On Wednesday, March 23, The Brickhouse is hosting Clear Water’s first open mic night since The Plus closed, and it will be hosted by Soren Staff, a member of the band Them Coulee Boys.

Ryan said open mics are a great opportunity for local artists to come together, and music, live readings, poetry, acting, and improv are all welcome on the bill along with comedians.

“We should hear from all artists from all walks of life, making whatever kind of art they want,” Ryan said.

Nathan Rich, another local stand-up with Clear Water, said the relationships with the other comics in Eau Claire has been “everything” to him, and they all support each other and make each other better.

Ryan said at open mic, each musician gets to perform two songs and each comedian gets a five-minute set.

Sibenaller said he got his start with stand-up by trying it out for the first time at a Clear Water open mic, and in the years that have followed he has grown in his skills and fallen in love with comedy.

He said he worked on his material at open mics for a while and then got invited by Clear Water to do guest spots at their paid shows.
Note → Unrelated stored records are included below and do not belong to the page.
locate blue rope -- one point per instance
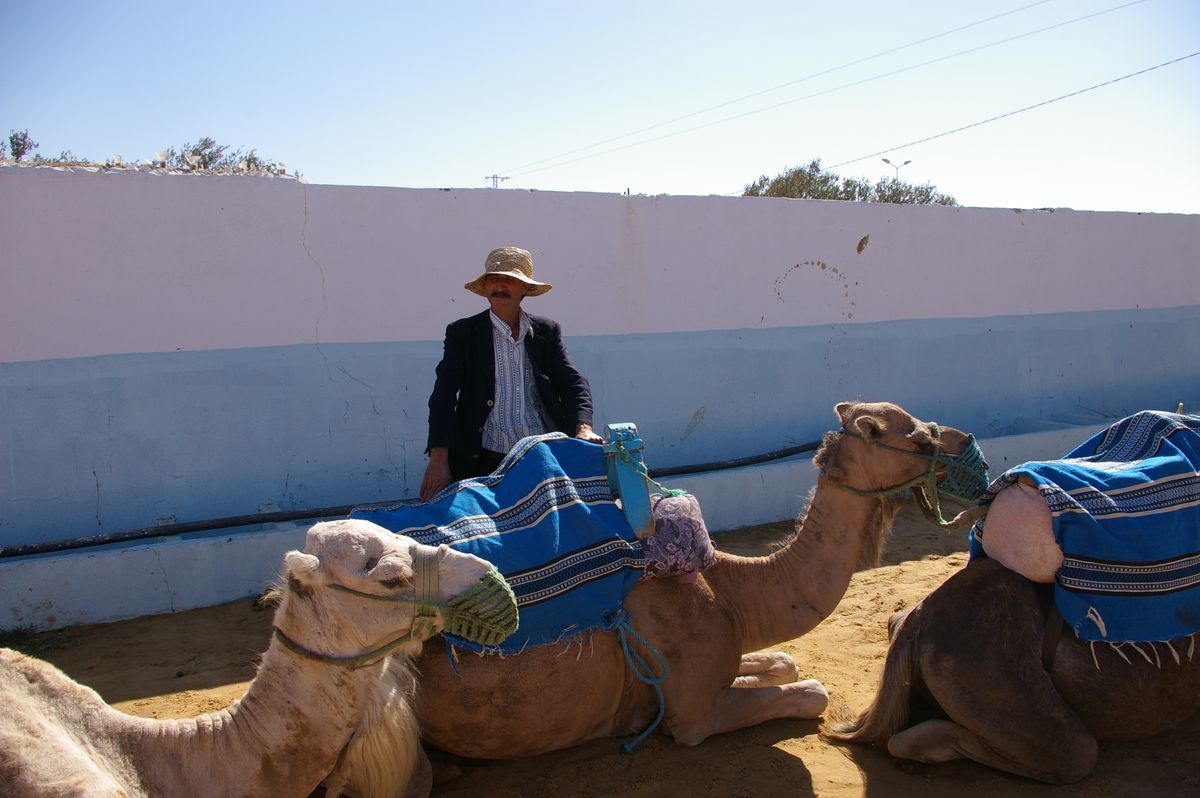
(622, 622)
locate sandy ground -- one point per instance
(190, 663)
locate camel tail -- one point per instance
(888, 712)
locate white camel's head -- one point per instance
(358, 589)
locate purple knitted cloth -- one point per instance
(681, 545)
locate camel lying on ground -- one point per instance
(982, 669)
(550, 697)
(337, 664)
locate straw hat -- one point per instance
(510, 262)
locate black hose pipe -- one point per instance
(283, 516)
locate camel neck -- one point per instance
(783, 595)
(281, 738)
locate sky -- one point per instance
(648, 96)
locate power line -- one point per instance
(826, 91)
(781, 85)
(1019, 111)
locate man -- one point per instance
(504, 375)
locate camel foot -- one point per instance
(763, 669)
(808, 697)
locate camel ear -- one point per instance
(870, 427)
(303, 568)
(843, 411)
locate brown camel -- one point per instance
(556, 696)
(324, 681)
(965, 678)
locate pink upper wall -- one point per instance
(130, 262)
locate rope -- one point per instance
(622, 622)
(640, 467)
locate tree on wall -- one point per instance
(814, 183)
(21, 144)
(205, 155)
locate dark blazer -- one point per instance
(465, 388)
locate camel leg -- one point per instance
(763, 669)
(943, 741)
(981, 661)
(742, 707)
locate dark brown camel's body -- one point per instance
(973, 649)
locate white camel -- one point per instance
(336, 666)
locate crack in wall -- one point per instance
(166, 581)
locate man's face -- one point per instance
(504, 291)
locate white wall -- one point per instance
(193, 347)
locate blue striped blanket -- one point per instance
(549, 521)
(1126, 513)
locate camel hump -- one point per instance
(1019, 534)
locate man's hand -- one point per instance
(437, 473)
(585, 432)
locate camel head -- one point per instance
(359, 592)
(882, 450)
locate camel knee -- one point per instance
(766, 667)
(897, 621)
(1072, 760)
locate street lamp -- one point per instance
(897, 167)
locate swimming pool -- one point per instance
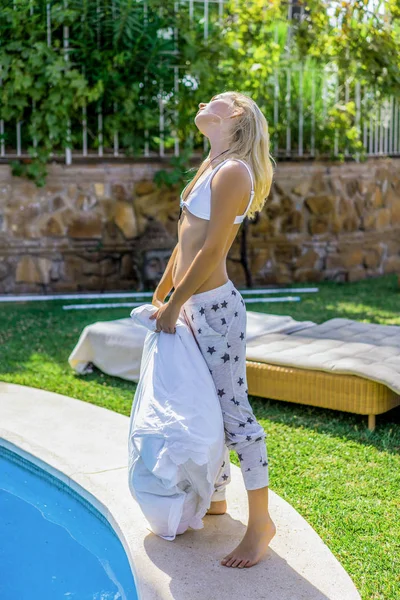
(54, 543)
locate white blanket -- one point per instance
(115, 347)
(176, 432)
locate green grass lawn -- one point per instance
(343, 479)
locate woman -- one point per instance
(221, 194)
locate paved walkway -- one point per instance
(86, 447)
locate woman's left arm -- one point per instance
(227, 193)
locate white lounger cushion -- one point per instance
(115, 347)
(340, 346)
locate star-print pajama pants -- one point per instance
(217, 319)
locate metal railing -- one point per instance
(301, 97)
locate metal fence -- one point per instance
(301, 97)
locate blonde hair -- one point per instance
(249, 141)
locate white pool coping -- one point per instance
(86, 447)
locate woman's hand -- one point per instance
(167, 316)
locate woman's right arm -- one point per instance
(165, 284)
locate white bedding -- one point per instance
(115, 347)
(176, 431)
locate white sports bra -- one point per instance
(199, 199)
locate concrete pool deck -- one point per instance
(86, 447)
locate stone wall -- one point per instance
(108, 227)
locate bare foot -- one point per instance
(253, 546)
(217, 508)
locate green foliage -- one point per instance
(120, 65)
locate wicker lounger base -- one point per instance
(336, 391)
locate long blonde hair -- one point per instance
(249, 141)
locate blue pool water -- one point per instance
(54, 544)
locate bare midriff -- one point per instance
(192, 233)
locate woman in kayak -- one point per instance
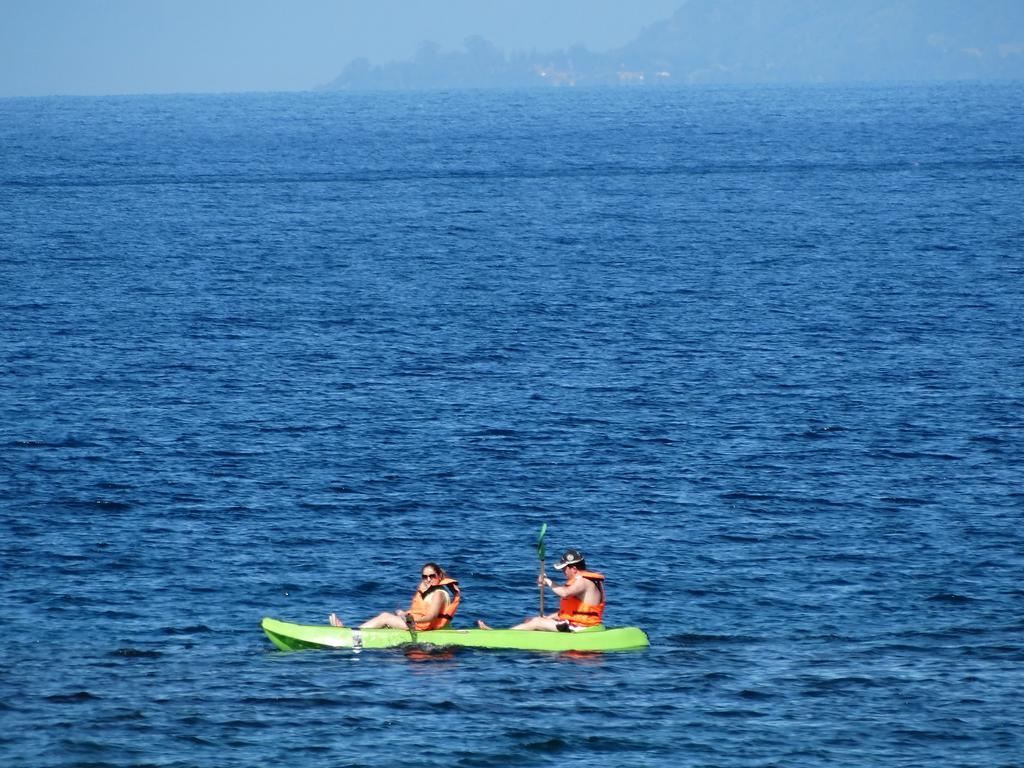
(582, 598)
(433, 604)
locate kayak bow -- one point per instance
(289, 636)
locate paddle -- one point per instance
(540, 556)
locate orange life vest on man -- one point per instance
(419, 606)
(576, 610)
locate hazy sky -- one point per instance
(159, 46)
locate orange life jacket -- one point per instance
(579, 612)
(419, 606)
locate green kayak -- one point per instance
(300, 636)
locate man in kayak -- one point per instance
(434, 602)
(582, 598)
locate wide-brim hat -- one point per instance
(571, 557)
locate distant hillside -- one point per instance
(747, 41)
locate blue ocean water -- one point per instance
(758, 351)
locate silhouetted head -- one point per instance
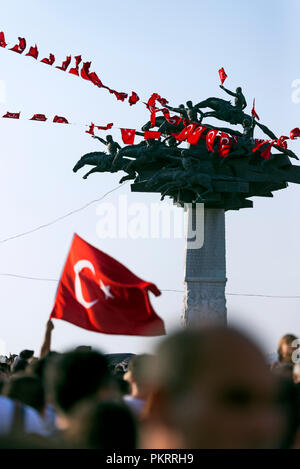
(103, 425)
(74, 376)
(213, 389)
(28, 390)
(286, 348)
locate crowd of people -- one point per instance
(208, 387)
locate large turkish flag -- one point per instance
(98, 293)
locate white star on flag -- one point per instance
(105, 289)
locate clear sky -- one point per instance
(174, 48)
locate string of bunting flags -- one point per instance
(191, 133)
(84, 72)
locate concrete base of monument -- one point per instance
(205, 270)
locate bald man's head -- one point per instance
(214, 388)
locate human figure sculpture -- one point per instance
(112, 146)
(240, 102)
(189, 112)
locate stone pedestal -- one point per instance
(205, 267)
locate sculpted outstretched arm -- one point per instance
(228, 91)
(100, 139)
“A huge part of becoming a standup is kind of figuring out what jokes you can say that resonate most with your audience,” Sibenaller said.

According to Sibenaller, performing stand-up as a beginner is “scary,” but everyone at Clear Water remembers their first time well and are supportive towards new performers who take their shot at open mic.

“My favorite part about it is the comradery and how we can all help each other to become the best performers we can be,” Sibenaller said.

According to Rich, the crowds at Clear Water’s recent shows at their new venue have been “packed,” and he thinks people are especially anxious to “get out and laugh a little bit” now after being deprived of it during the pandemic.

Sibenaller said Clearwater is starting to “gain more momentum” now after their pause during the pandemic, and people in Eau Claire are always very interested in and supportive of artists.

Rich said Eau Claire has the best local art scene in the area, and attributes a lot of this to the impact of being a university town.

“A lot of young people trying to think independently is always going to be good for a local art scene,” Rich said.

Ryan said he credits the quality of the art scene in Eau Claire to the school system, as well as the size of the town being big enough for “the rural kids in the area to kind of feel like they’re coming to the city.”

To check out Clear Water Comedy’s schedule of shows at The Brickhouse, visit their facebook page for announcements.

Ryan said he encourages anyone who would like to try comedy to come to the first open mic at The Brickhouse on Wednesday, March 23 at 7:30 p.m.